Possible improvements for WikiWord linking

GoogleCodeExporter commented 9 years ago

Allow the user to give a list of WikiWords to the parser (e.g. the list of 
Wiki pages belonging to the project). The parser would link those wikiwords 
even if they are not [InBrackets]. e.g.

parser.wikiWords( [... list of words...] );
parser.addWikiWord( string );
var list = parser.wikiWords();

Another idea is to mark all non-bracketed WikiWords with a '?' (like GoCo 
does for WikiWords which do not point to a local wiki page). The point 
would be to tell the user, "hey, bracket that WikiWord!" (IMO, only 
bracketed/marked-up stuff should be linked by GoCo, and users should be 
explicit about what they want linked.).

Another idea would be passing objects in the form:

{word:WikiWord,
 linker: function(Word){} // returns an HTML link.
}

the point would be to allow 3rd-party apps (like our own previewer/editor) 
to install customized link handlers. We do this for the previewer to allow 
the previewer to load local Wiki pages directly instead of letting the 
browser try to load them via http.

Another idea would be to do what GoCo does and just link anything which 
looks like a WikiWord. That, of course, would be most compatible.

Original issue reported on code.google.com by sgbeal@googlemail.com on 23 Apr 2010 at 3:27

GoogleCodeExporter commented 9 years ago

Patch that adds WikiWord support, as described in description's last paragraph: 
"do what GoCo does and just link anything which looks like a WikiWord. That, of 
course, would be most compatible."

Original comment by atte.kemppila on 20 Jul 2011 at 4:48

Attachments:

WikiWord.patch

GoogleCodeExporter commented 9 years ago

Great!

i'll get this integrated ASAP (or Fabien - if you're listing?)

i'm impressed that you could grok the parse/buffer manipulation code!

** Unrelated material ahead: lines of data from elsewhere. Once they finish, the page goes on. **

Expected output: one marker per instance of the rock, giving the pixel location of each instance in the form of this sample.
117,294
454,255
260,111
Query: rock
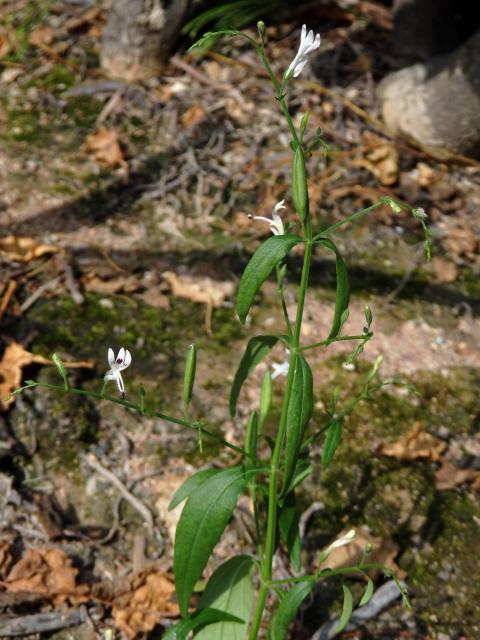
417,101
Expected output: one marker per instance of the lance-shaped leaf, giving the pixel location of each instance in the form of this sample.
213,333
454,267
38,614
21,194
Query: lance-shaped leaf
257,349
332,440
299,412
261,264
289,530
189,486
199,619
287,610
343,288
204,517
230,589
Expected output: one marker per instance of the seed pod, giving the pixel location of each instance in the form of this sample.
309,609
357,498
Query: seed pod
299,184
265,398
189,378
61,369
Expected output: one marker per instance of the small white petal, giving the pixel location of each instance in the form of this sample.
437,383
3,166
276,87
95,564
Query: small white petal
128,358
119,380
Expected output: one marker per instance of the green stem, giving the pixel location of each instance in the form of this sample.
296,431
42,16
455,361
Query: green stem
325,343
348,219
279,88
281,295
142,410
266,564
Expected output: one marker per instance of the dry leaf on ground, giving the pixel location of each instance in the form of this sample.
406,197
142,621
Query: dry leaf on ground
205,290
150,598
384,552
48,572
41,37
105,147
415,445
381,159
18,249
193,116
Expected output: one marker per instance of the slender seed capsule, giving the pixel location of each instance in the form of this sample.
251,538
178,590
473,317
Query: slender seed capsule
251,437
189,377
299,184
265,398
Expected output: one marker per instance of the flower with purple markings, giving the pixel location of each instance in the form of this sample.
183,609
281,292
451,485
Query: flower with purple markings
117,365
275,222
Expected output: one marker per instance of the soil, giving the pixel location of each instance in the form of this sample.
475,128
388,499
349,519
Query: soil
186,157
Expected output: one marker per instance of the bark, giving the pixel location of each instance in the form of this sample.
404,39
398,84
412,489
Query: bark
438,102
139,36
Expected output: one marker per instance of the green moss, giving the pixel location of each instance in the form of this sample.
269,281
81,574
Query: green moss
442,574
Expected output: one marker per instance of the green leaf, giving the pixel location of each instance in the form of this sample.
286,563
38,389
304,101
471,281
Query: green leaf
287,609
190,485
261,264
289,531
230,589
299,412
368,593
256,350
332,440
347,609
343,288
201,618
203,519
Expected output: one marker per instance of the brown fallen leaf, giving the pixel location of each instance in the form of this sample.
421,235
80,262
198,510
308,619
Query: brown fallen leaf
21,249
150,598
415,445
204,290
48,572
41,37
105,147
14,359
383,552
448,476
381,159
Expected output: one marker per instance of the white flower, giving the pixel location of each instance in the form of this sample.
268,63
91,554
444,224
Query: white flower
282,368
275,222
419,213
118,364
346,539
308,43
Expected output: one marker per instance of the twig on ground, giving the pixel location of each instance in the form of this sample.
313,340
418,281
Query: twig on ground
40,623
92,462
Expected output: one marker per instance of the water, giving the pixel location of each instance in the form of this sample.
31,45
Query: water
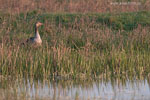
76,89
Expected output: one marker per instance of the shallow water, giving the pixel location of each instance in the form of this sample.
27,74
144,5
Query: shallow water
76,89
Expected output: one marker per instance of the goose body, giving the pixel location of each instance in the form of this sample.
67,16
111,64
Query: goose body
36,40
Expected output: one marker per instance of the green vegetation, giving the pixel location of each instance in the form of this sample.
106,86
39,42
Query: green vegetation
76,45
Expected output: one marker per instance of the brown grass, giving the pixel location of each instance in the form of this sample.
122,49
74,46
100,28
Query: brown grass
73,6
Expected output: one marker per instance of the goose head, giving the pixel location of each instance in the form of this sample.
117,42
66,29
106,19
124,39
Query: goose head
38,24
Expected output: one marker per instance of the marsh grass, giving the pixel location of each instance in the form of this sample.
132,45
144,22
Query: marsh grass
76,45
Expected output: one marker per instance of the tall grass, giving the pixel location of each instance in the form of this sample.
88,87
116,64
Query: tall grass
71,6
76,45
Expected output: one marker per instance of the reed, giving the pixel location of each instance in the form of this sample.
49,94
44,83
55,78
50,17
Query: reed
76,45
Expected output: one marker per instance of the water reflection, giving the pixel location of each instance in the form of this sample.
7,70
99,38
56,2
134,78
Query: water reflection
62,89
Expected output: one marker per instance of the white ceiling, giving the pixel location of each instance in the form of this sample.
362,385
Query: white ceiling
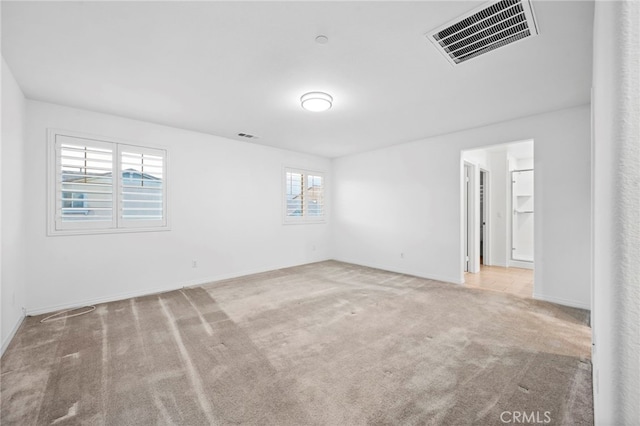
229,67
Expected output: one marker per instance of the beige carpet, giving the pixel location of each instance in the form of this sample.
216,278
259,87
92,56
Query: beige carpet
322,344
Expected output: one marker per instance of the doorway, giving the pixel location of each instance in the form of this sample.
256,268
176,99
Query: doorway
490,206
484,217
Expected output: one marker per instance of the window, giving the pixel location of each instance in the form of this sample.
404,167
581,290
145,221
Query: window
98,185
304,196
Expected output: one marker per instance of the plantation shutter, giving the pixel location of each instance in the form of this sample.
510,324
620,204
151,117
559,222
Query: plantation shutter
84,183
315,196
142,192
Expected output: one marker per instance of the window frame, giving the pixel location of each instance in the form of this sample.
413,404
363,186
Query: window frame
117,224
303,219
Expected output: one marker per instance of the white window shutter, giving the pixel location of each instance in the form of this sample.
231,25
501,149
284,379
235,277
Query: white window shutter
84,195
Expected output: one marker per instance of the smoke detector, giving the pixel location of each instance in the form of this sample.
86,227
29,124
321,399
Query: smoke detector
485,29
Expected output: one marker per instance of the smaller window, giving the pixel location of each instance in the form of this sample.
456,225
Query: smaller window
304,196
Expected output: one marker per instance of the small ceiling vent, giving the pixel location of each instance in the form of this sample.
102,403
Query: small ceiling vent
247,135
485,29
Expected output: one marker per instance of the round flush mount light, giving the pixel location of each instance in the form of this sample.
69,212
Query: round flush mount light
316,101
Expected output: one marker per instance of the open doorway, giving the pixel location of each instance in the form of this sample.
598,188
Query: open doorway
498,219
484,216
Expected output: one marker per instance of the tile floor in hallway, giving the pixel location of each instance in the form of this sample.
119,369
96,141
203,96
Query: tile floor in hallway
517,281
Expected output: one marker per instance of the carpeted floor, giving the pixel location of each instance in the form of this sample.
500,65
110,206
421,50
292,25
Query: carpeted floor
321,344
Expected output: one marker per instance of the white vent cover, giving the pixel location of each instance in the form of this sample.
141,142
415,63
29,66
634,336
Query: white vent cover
485,29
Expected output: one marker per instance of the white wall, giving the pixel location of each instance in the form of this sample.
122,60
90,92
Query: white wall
13,288
616,207
225,212
407,199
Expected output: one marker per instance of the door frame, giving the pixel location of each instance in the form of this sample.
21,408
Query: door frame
485,252
471,218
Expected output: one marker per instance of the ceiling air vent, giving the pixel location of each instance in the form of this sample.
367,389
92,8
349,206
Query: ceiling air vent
485,29
247,135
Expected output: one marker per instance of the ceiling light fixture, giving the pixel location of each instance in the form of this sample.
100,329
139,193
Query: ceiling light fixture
316,101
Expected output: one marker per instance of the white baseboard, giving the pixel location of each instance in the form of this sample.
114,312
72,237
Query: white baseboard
404,271
561,301
97,300
156,290
221,277
520,264
12,333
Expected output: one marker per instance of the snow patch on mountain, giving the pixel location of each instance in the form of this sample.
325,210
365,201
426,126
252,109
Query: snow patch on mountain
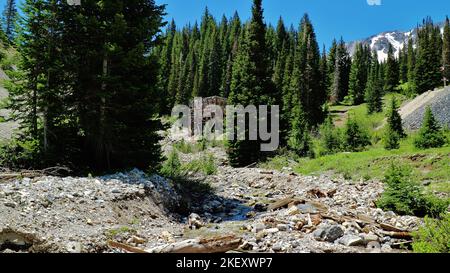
380,42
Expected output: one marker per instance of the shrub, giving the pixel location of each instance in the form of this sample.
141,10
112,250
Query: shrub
330,138
355,138
434,236
430,135
404,195
184,147
394,120
172,166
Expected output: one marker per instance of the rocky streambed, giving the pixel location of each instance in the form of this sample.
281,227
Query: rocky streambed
268,211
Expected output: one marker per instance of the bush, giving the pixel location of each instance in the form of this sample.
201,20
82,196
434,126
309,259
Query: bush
172,166
205,165
404,195
355,138
434,236
20,154
430,135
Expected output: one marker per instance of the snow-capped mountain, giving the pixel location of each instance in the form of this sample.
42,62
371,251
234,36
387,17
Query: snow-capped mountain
380,42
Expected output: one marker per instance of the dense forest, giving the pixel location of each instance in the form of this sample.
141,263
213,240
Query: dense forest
94,79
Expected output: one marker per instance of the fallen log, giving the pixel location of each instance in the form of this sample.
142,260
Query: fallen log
203,246
53,171
126,247
388,227
280,203
398,235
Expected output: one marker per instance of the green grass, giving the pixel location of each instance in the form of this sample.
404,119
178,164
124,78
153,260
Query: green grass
373,122
432,165
429,165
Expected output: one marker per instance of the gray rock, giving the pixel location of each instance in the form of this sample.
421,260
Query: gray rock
74,247
282,227
258,227
329,234
373,245
351,240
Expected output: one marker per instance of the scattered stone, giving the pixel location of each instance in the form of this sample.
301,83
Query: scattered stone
292,211
272,230
260,207
373,245
329,234
258,227
195,221
10,204
74,247
282,227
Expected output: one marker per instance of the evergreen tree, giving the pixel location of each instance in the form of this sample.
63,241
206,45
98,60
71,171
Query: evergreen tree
330,142
391,72
430,134
89,82
394,119
411,61
429,55
359,74
331,65
251,83
374,92
325,83
341,73
403,65
446,52
306,77
355,137
394,129
299,137
9,19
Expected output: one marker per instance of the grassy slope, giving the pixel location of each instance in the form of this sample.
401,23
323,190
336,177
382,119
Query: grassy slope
431,165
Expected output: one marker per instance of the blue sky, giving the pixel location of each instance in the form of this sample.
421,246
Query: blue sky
353,19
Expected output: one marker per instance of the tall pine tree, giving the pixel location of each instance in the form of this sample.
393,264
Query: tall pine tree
251,83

Reminder to self: expand createLink() to know a given WikiWord links to an 
existing page. We should publish the page list to external clients (if that's 
not already done) so that clients which override createLink() (like my main 
wiki does!) can take advantage of this.

Original comment by sgbeal@googlemail.com on 20 Jul 2011 at 5:42

GoogleCodeExporter commented 9 years ago

@Fabien: nevermind. i'm already working on it.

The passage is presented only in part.